The plot itself wasn't bad, either. While, again, we aren't necessarily presented with anything new, the director uses his style to deliver the story in a fresh enough way that you are intrigued until the final act. The hinted behavior and clues of the creature were well-presented. The script's focus on the townspeople's reaction to the events and gradual realization of the situation was the most unique element, particularly that most of these actors held their own and helped maintain a sense of realism beyond our unnatural foe. All of these things combined had me approaching a positive grade...until the final act struck.
After a strong build and effective atmosphere was established, the script and directing took a plunge in the final act. Our intelligent leader (Durand) decides to inexplicably pile all of the townsfolk into the local church during a snowstorm in the middle of the night, with the belief this would be the easiest way to keep them all safe. Now, yes, I understand his character's desire to leave no man behind, but the actuality of retrieving every local, in the middle of the night, in a snow storm, with the creature already showing a propensity for violence that evening, is outrageous. Everyone, even those throughout the film that have been at odds with Durand, happily head to the church to bring all of the appetizers for our creature onto one big platter. It was the first moment in the film that felt like an 80's plot cliche and it didn't get better from there.

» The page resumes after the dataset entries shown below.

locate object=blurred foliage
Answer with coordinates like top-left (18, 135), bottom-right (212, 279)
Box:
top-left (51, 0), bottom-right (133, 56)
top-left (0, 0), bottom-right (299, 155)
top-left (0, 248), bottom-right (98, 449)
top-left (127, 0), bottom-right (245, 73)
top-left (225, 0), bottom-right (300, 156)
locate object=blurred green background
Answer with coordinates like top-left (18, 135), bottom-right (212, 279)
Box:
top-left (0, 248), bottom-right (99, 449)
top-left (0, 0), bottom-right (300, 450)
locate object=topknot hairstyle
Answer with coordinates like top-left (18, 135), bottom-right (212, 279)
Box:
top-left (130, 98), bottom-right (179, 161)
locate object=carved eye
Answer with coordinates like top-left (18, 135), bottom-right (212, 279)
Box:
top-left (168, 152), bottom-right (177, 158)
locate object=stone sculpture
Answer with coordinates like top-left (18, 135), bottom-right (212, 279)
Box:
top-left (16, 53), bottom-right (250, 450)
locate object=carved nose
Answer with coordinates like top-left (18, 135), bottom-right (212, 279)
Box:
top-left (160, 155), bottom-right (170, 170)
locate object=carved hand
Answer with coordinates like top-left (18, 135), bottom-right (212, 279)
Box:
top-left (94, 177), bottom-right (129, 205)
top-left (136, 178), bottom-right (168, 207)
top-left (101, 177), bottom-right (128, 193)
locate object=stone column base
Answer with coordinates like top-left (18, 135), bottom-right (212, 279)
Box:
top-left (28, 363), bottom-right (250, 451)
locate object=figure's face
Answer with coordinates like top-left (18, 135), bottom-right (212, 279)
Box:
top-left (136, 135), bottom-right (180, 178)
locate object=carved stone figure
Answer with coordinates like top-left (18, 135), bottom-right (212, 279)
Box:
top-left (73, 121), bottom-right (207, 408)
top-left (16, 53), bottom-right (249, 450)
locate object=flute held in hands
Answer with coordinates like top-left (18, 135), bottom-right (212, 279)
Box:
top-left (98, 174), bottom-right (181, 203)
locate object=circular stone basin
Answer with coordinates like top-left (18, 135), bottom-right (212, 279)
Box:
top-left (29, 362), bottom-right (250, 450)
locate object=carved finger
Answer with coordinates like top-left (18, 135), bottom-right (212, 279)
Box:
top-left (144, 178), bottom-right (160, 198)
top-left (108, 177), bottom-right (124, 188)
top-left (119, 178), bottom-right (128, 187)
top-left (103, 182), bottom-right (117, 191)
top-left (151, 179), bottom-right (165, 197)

All of the characters fell into predictable tropes, saying their "calm before the storm" lines to one another as we prepare for the climactic showdown. But before you can sigh and roll your eyes, the creature shows up and it's time for the sheriff and his deputy to take on the beast. What follows is the usual plodding cat and mouse game. The creature remains hiding in the dark, slashing and biting and running and snarling, until he is eventually shot down and stabbed by Durand. We still, magically, haven't had a decent shot of the creature, other than brief glimpses of some pretty awful CGI. We then see the creature lifeless on the ground, in what looks like computer-generated origami. It was quite disappointing. We have this great build, we get this well-plotted story, and then it all falls apart in the final act and we get CGI garbage. Durand's performance deserved better.